Terinspirasi dari kisah nyata tentang anggota keluarga yang terpisah di masa Revolusi Hungnam, Ode to My Father hingga kini menempati posisi keempat film Korea Selatan dengan pendapatan terbanyak sepanjang masa di negaranya tersebut. Kesuksesan film ini bahkan menginspirasi sebuah remake dari India dengan judul Bharat (2019, Ali Abbas Zafar).
Sosok bapak merupakan jiwa utama dari cerita ini. Meskipun tidak hadir secara nyata, bagaimana Deok-soo menjalani kehidupannya selalu dimotori oleh harapan, kenangan, bahkan kekecewaan kepada ayahnya; hingga Deok-soo dewasa, menjadi ayah, sampai masa tuanya.
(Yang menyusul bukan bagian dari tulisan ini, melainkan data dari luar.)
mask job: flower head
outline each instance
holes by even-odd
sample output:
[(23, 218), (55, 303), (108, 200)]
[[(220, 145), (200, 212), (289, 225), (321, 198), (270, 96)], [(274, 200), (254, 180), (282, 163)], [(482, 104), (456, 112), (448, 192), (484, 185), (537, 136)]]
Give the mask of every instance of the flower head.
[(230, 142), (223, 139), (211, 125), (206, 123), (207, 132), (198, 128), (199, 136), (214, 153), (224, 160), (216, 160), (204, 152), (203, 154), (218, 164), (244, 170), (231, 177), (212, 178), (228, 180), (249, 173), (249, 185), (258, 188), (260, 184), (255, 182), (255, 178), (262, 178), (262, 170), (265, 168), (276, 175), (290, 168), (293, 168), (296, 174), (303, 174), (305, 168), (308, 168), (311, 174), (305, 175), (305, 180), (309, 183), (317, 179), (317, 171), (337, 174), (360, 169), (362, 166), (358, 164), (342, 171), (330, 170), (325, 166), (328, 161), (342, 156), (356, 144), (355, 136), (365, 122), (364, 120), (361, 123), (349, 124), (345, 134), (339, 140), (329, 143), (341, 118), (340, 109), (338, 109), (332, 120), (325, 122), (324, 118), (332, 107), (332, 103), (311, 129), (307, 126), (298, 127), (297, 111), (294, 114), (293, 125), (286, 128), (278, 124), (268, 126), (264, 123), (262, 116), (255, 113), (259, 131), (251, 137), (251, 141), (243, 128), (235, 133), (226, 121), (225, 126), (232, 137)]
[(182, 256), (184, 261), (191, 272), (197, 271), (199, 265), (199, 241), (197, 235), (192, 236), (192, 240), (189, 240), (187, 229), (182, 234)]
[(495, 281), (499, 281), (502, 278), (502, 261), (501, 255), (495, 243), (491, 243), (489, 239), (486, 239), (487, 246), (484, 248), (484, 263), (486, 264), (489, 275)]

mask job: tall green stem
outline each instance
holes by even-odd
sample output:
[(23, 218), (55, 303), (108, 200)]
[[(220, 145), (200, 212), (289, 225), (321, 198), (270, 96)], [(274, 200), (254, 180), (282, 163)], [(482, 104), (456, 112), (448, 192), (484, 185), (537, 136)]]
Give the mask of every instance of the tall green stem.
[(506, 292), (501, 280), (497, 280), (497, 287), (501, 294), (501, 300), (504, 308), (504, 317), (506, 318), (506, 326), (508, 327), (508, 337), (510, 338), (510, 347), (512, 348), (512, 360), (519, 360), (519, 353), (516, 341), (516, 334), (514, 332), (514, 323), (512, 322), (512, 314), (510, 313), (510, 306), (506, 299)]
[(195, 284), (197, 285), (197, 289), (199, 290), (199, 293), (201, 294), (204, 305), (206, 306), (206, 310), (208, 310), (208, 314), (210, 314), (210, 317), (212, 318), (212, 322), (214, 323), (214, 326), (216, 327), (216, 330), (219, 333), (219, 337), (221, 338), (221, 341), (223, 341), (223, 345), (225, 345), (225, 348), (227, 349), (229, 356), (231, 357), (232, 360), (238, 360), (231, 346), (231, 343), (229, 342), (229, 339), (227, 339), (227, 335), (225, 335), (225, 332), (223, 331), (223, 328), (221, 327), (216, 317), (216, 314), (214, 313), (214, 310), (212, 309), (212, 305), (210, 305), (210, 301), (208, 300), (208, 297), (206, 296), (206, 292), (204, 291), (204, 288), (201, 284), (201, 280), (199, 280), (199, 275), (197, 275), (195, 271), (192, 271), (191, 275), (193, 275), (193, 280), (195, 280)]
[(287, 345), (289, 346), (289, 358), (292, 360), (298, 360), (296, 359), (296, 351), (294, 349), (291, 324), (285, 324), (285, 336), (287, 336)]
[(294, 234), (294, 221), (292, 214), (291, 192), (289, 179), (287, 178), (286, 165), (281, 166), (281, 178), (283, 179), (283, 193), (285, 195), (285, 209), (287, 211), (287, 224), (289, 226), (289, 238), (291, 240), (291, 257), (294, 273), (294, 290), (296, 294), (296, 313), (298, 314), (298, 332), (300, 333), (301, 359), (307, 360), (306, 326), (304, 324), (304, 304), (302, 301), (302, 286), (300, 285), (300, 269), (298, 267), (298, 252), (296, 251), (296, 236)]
Figur seorang bapak boleh jadi tidak selamanya hadir, namun pengaruhnya selalu hadir pada seorang anak yang dapat memercik rasa rindu dan menjadi penggerak.
2. Big Fish (2003, Tim Burton)
Dinamika orang tua-anak berubah seiring bertumbuhnya anak; tetapi di mata orang tua, anak akan selalu menjadi anak. Begitulah yang dirasakan Edward Bloom di masa tuanya, bersiteru dengan anak semata wayangnya, Will. Edward tidak berhenti mengabarkan kisah-kisah heroiknya di masa mudanya, termasuk salah satunya adalah perjumpaannya dengan sebuah ikan besar. Akan tetapi, bagi Will, cerita-cerita itu tidak lebih dari sekadar kisah-kisah pengantar tidur yang ia nikmati semasa kecil.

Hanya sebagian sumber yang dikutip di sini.